Returning to a post-COVID world

How to get officers back up to speed


Gordon Graham here. I recently read an article by Todd Fletcher regarding revisiting your firearms training post-COVID 19. I would like to expand on his thinking in this piece. The ultimate point I want to make is that the issue of “refreshing perishable skills” is not just limited to police firearms.

Learning loss

Let me start with this. My mother was a genius. Although she had very little formal education she thought differently and as a kid, growing up “summer vacation” was anything but. My mom’s view was that “an idle mind is the Devil’s playground,” so those three months of vacation became “summer school” for me and my brother, with a robust reading program in place.  

“Perishable skills” should be addressed prior to putting personnel back into their high-risk jobs.
“Perishable skills” should be addressed prior to putting personnel back into their high-risk jobs. (AP Photo/Mark Lennihan)

Brookings has covered the “summer learning loss” that occurs across our nation. In some studies up to a 30% loss of knowledge occurs between June and September. Sadly, some kids take months to re-capture that knowledge when the new school year starts, and I am fearful that this could increase the “knowledge gap” between the U.S. and other nations that do not have three-month vacations.

Re-introducing cops to patrol work 

Why am I boring you with this? When I was active in law enforcement, we had cops get seriously hurt who ended up being off duty for a long period of time. When they came back to work there was no “retraining” program or “acclimation period” to re-introduce them to field patrol work; they came back and immediately returned to doing the complex high-risk jobs they did before.  

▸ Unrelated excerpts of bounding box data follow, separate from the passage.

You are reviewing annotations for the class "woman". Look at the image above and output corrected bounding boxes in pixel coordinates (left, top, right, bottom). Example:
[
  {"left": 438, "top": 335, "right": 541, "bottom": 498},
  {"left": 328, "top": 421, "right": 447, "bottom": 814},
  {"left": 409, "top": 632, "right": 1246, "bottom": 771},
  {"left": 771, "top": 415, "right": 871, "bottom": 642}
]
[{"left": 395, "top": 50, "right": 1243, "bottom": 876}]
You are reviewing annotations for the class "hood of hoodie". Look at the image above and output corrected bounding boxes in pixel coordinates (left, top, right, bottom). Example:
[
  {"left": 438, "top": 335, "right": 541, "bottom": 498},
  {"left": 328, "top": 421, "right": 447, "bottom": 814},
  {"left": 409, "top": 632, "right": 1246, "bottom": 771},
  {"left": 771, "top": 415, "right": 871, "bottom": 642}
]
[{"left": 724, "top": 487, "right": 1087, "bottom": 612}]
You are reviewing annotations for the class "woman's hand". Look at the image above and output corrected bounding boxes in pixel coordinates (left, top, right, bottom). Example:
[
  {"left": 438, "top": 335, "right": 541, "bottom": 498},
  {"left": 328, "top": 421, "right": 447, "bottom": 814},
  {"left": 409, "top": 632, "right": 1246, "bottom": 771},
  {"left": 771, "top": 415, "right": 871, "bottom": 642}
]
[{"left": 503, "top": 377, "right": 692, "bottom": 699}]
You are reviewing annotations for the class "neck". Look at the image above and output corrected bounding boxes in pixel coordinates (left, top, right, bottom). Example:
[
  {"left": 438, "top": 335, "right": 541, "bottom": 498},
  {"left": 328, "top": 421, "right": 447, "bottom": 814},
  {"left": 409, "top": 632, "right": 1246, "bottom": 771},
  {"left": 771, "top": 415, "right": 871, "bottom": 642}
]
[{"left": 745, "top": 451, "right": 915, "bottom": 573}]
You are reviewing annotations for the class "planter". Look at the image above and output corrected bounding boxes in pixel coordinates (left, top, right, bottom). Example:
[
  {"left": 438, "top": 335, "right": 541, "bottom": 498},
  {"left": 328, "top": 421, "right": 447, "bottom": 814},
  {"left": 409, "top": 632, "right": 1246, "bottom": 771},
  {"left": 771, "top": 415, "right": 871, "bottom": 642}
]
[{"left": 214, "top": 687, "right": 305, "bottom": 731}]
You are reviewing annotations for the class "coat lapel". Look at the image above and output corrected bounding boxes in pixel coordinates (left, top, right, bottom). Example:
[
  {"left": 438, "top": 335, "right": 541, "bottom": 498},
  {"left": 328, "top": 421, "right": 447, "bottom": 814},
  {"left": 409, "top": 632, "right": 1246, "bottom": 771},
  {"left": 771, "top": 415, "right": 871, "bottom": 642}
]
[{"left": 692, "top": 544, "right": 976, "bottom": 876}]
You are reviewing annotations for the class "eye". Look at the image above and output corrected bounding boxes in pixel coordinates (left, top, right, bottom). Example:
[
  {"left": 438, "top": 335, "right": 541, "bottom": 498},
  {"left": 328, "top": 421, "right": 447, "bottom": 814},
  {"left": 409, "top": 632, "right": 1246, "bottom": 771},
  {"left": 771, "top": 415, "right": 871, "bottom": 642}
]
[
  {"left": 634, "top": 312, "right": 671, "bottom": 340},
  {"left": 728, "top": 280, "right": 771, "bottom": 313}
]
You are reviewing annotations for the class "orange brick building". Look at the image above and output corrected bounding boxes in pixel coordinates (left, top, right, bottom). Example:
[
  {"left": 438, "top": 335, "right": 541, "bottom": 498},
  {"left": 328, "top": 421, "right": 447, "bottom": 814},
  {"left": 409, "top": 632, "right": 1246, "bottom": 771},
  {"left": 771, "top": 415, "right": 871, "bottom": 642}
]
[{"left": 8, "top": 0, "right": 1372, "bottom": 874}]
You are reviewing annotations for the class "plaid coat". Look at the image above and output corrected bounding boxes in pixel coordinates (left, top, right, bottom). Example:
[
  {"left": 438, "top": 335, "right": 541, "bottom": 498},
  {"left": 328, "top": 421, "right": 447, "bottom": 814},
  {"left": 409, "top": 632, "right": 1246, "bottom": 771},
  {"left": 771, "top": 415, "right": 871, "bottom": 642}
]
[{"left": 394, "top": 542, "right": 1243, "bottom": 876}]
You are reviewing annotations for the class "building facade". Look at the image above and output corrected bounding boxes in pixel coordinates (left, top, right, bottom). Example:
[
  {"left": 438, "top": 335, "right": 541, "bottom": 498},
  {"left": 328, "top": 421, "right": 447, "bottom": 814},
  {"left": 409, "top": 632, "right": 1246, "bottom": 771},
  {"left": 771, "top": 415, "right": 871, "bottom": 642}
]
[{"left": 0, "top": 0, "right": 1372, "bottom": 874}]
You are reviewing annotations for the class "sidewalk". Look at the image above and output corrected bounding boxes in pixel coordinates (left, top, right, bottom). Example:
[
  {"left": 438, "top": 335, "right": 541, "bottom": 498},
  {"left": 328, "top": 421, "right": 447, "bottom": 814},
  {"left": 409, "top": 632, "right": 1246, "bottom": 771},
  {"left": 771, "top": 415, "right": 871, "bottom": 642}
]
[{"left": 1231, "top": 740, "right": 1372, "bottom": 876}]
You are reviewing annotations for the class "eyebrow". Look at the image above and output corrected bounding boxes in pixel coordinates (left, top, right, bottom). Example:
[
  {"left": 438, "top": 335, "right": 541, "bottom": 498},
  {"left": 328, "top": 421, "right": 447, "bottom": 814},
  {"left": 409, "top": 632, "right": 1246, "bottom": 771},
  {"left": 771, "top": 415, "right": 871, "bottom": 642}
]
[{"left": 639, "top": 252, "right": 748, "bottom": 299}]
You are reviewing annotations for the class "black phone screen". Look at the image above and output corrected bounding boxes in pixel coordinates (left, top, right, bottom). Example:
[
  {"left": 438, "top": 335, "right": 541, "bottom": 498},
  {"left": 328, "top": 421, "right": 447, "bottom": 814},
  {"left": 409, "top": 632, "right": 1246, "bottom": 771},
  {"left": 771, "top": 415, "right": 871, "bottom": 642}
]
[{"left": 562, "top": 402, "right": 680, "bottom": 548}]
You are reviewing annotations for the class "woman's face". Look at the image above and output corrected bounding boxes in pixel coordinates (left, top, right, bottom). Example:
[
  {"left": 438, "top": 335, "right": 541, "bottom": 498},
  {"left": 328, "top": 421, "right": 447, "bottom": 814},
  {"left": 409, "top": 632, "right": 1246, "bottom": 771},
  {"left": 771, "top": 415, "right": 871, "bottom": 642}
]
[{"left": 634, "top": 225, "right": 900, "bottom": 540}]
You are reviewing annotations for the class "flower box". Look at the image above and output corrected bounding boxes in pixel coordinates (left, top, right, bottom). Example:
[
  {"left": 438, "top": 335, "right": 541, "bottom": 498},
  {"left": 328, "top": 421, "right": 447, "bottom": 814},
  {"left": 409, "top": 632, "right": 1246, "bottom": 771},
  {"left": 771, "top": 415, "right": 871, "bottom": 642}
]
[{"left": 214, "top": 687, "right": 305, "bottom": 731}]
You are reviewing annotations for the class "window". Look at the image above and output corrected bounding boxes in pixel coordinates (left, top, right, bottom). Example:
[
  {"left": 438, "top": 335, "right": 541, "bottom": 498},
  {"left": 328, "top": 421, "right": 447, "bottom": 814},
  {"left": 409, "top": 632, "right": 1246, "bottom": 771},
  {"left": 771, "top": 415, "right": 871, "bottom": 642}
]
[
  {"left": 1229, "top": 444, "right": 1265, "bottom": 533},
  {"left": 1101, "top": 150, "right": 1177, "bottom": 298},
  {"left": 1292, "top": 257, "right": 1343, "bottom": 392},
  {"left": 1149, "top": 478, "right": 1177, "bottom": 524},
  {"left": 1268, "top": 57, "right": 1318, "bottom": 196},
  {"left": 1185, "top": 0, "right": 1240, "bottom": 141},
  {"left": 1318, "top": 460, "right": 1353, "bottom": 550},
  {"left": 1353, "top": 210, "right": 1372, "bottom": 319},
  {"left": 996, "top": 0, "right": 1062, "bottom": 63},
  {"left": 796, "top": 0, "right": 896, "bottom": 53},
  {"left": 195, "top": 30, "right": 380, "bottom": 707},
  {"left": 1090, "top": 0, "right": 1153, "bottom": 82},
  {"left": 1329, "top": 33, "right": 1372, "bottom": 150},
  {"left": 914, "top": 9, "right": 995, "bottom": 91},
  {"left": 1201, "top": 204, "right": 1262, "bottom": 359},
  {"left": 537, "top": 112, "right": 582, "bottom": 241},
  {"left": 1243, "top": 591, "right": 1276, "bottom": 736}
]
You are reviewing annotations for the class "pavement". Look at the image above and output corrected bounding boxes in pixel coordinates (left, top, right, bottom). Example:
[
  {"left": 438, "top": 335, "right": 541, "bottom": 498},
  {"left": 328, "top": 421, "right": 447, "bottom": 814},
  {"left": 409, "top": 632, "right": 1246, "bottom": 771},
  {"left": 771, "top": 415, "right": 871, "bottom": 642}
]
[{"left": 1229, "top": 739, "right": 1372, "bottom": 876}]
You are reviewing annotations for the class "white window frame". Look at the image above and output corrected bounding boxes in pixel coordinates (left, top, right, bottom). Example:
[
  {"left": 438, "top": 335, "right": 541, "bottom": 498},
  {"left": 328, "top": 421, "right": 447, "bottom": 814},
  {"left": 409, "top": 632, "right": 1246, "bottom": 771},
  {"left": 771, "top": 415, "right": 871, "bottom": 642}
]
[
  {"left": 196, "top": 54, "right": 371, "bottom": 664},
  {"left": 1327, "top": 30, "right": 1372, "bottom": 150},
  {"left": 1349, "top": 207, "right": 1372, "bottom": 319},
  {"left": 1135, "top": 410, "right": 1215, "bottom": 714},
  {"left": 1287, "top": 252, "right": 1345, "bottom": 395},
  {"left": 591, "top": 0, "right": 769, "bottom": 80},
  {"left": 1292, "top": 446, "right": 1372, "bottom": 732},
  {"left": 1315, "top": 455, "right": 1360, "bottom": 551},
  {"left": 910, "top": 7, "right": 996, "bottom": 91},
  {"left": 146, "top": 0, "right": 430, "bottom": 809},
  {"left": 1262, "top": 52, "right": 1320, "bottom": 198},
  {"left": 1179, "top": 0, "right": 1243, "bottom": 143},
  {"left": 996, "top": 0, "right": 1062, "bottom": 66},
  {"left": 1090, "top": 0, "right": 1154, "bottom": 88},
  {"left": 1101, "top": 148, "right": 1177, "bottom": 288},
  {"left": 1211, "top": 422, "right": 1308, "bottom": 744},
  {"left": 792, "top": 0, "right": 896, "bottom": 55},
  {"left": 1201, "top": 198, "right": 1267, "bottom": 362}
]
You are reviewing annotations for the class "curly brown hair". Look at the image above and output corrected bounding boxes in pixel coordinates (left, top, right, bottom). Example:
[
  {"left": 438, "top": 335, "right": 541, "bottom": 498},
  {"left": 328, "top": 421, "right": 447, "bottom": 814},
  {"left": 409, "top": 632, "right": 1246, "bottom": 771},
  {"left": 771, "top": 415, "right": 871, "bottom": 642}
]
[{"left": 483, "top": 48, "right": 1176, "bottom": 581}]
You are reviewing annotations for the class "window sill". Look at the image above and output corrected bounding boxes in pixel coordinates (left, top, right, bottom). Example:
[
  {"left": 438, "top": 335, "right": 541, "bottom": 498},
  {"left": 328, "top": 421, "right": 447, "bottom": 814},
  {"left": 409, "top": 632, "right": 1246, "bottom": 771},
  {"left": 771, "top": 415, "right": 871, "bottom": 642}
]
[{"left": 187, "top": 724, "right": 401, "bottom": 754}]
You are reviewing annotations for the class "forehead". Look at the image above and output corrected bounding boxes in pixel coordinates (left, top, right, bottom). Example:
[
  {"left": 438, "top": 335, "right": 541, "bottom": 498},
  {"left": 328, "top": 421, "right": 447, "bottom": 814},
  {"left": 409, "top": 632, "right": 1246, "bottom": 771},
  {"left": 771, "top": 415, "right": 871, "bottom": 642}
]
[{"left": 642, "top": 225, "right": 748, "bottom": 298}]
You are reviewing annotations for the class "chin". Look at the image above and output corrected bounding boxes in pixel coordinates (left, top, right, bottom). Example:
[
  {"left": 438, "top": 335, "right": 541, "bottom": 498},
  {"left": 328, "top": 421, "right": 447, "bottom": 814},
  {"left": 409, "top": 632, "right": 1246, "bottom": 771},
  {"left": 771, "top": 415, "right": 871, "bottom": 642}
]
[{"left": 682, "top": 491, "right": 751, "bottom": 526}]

During the years of the war in Iraq, I knew a lot of cops who served in the National Guard who were deployed for long periods overseas. Too often I witnessed their coming back stateside on a Friday and going back to work as a street cop the following Monday with no retraining, testing or acclimation period. Going from a world of being shot at daily, constantly being fearful of IEDs and any vehicle coming near you, with combat-related “rules of engagement” to a relatively peaceful job as a street cop with no acclimation period, no retraining or testing is very risky – and I believe a “plaintiff lawyer's dream” should there be a collision or officer-involved shooting.

With more women coming on the job in the 80s and 90s we had women take pregnancy leave – some taking a year off – and then coming back to work – again with no acclimation period, testing or retraining.

While I cannot point to any “specific tragedy” caused by any of this I viewed this then and now as a “problem lying in wait.” On a personal note, I went down hard on my department motorcycle in 1981 and came back to work a year later with no one being concerned about my skill level. It took me a while to get my “officer safety” and “defensive driving” skills back up to speed where I again felt comfortable doing my job.

The post-COVID world

All of this brings us to today in the almost "post-COVID” world. Todd Fletcher did a great job of talking about firearms skills in his writing, but what about vehicle operations?  What about “tactical awareness”? What about other “high-risk” activities? There is also the issue of re-indoctrination training if an agency is bringing back retired cops to backfill positions.

I decided to reach out to some of the Police1 columnists to find out how their agencies handled this process.

  • “Anytime an officer had a long absence and needed some time to re-adapt and get re-acclimated, they would hit the streets with other officers. A long absence can play on an officer's confidence. Sometimes major changes in policy, technology and equipment have occurred and those returning officers need to be updated. This period of re-acclimation may take only a few days or weeks, but it’s a valuable extra effort on behalf of an officer, who probably won't ask for it but will appreciate it. This would also include a refresher on firearms and defensive tactics.” – Lt. Dan Marcou
  • "After long absences from injury, we tailored training to include a Continuing Professional Training  (CPT) week. After a return to duty from a shooting or as a fitness for duty evaluation, we sent officers to the police academy for refresher courses in firearms, use of force, defensive tactics and if relevant, Emergency Vehicles Operations Course (EVOC). In all of these situations, training and immersion back to the field are necessary to ensure good decision-making for the safety and well-being of the officer, their colleagues and the public." – Deputy Chief Jim Dudley
  • “A policy for re-acclimation is something I've thought about often. I'm on our Peer Support Team and I think assigning someone to those folks after a long hiatus should be mandatory. It's also imperative that we don't make that officer feel like a rookie again by putting them in an FTO situation. There should be a program in place that everyone understands (written in policy) that is more like a ride-along or a ‘re-orientation’ period where the officer in question dresses in full uniform and rides with a fellow officer with no restrictions. This should NOT be an FTO, as that would be degrading.  It should just be an experienced officer possibly chosen by the returning officer.” – Lt. Warren Wilson

If your department is not doing these things then maybe you who serve as supervisors and managers can get something started in your agency to ensure that all “perishable skills” are addressed prior to putting personnel back into their high-risk jobs.